First of all, get the jar file or the source. If you are going to develop LibTW or are curious, you can get the source from [link TODO]. If you will just use it as a library, you can get the jar file from [link TODO]. The javadocs can be built from the source, or found online [link TODO]. Note that LibTW requires Java 1.5: it will not compile on earlier versions because it uses generics.
Either way, all the LibTW classes are in the nl.uu.cs.treewidth package. If everything is alright, you can run the following demo application. Do this from the project root.
java nl.uu.cs.treewidth.Main
This should produce output like the following.

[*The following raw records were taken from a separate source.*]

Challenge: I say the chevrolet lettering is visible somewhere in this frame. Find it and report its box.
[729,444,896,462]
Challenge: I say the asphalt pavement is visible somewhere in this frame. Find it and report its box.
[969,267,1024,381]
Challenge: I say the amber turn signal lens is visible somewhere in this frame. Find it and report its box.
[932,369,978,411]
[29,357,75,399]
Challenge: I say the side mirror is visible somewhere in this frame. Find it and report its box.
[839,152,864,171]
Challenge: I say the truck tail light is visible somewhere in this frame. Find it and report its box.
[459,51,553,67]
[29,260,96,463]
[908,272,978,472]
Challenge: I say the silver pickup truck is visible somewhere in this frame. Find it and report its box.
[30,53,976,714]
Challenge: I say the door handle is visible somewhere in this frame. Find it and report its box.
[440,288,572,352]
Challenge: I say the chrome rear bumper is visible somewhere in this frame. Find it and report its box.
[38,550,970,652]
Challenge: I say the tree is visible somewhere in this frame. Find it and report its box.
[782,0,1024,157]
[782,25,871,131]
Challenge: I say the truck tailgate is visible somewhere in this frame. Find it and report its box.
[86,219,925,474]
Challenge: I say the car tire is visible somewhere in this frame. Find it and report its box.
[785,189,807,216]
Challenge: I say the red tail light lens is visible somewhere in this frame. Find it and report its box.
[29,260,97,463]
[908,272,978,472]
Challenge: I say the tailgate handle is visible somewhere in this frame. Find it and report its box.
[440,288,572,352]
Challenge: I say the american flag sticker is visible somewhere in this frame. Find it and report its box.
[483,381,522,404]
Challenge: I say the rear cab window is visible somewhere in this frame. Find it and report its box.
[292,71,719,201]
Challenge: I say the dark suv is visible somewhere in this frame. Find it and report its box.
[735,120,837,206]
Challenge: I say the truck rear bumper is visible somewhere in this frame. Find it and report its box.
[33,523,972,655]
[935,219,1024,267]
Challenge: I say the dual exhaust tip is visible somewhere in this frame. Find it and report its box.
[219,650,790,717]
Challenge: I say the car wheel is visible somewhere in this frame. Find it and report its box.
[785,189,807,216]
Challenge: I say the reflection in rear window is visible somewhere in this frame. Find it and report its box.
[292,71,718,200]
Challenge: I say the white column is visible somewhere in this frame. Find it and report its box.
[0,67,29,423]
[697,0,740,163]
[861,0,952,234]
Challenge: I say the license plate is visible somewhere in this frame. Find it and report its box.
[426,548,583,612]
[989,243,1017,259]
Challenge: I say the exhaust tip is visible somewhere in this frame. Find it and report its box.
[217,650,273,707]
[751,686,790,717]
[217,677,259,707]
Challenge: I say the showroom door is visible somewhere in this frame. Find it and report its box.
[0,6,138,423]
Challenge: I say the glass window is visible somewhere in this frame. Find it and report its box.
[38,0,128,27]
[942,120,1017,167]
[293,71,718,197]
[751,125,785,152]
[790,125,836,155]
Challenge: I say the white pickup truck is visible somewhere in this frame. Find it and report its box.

LibTW V1.0 This library is free software; you can redistribute it and/or modify it under the terms of the GNU Lesser General Public License as published by the Free Software Foundation ***** Warning ***** You have loaded a multigraph. Duplicate edges have been removed! ******************* Graph : queen5_5.dgf # Vertices in graph : 25 # Edges in graph : 160 Permutation algorithm : Lex-BFS: Lexicographic Breadth First Search Upperbound : 18 Time needed : 133 ms Upperbound algorithm : GreedyDegree Upperbound : 18 Time needed : 9 ms Lowerbound algorithm : MinDegree Lowerbound : 12 Time needed : 0 ms Exact algorithm : QuickBB aka KwikBieBieDrieieie Treewidth : 18 Time needed : 19097 ms Exact algorithm : Treewidth Dynamic Programming algorithm with upperbound and clique Treewidth : 18 Time needed : 305 ms Done.
Note that this can take a while to run: the LibTW library implements two exact algorithms for treewidth, and this demo program runs them both on the 5 by 5 queen graph. (The run quoted above took about 20 seconds on a 1 GHz machine.) See the other entries of this faq for pointers on how to use LibTW as a library and how to develop it further.
The following code will calculate and display a tree decomposition. The code demonstrates typical use of the LibTW library.
In this example, we'll load a graph from a DGF file. We will ignore possible file IO exceptions.
NGraph is the standard graph data structure in LibTW. It is generic in the type of data that its vertices contain. InputData is most common here: it is what all the classes in the input package return, and what all Algorithms expect to get.
NGraph<InputData> g = null; GraphInput input = new DgfReader( "myGraph.dgf" ); try { g = input.get(); } catch( InputException e ) {}
We have now loaded a graph. First of all, lets calculate a lowerbound and an upperbound. This is a good idea for several reasons. First of all, we might get lucky and find the treewidth this way, if the lowerbound equals the upperbound. Otherwise we will have to use another algorithm, but the one we will be using wants an upperbound anyway. (Also, these algorithms are quite fast.) The heuristics we use here are the typically the best to use.
Calling an algorithm takes four steps.
MaximumMinimumDegreePlusLeastC<InputData> lbAlgo = new MaximumMinimumDegreePlusLeastC<InputData>(); lbAlgo.setInput( g ); lbAlgo.run(); int lowerbound = lbAlgo.getLowerBound(); GreedyFillIn<InputData> ubAlgo = new GreedyFillIn<InputData>(); ubAlgo.setInput( g ); ubAlgo.run(); int upperbound = ubAlgo.getUpperBound();
Now we have a lowerbound and an upperbound. If they are equal, we now know the treewidth, but we wanted a tree decomposition. Luckily the GreedyFillIn algorithm works by heuristically determining a permutation and returning the treewidth induced by that permutation, and we can ask it for that permutation. (Most upperbounds work this way.) Permutations of vertices are represented by the NVertexOrder class.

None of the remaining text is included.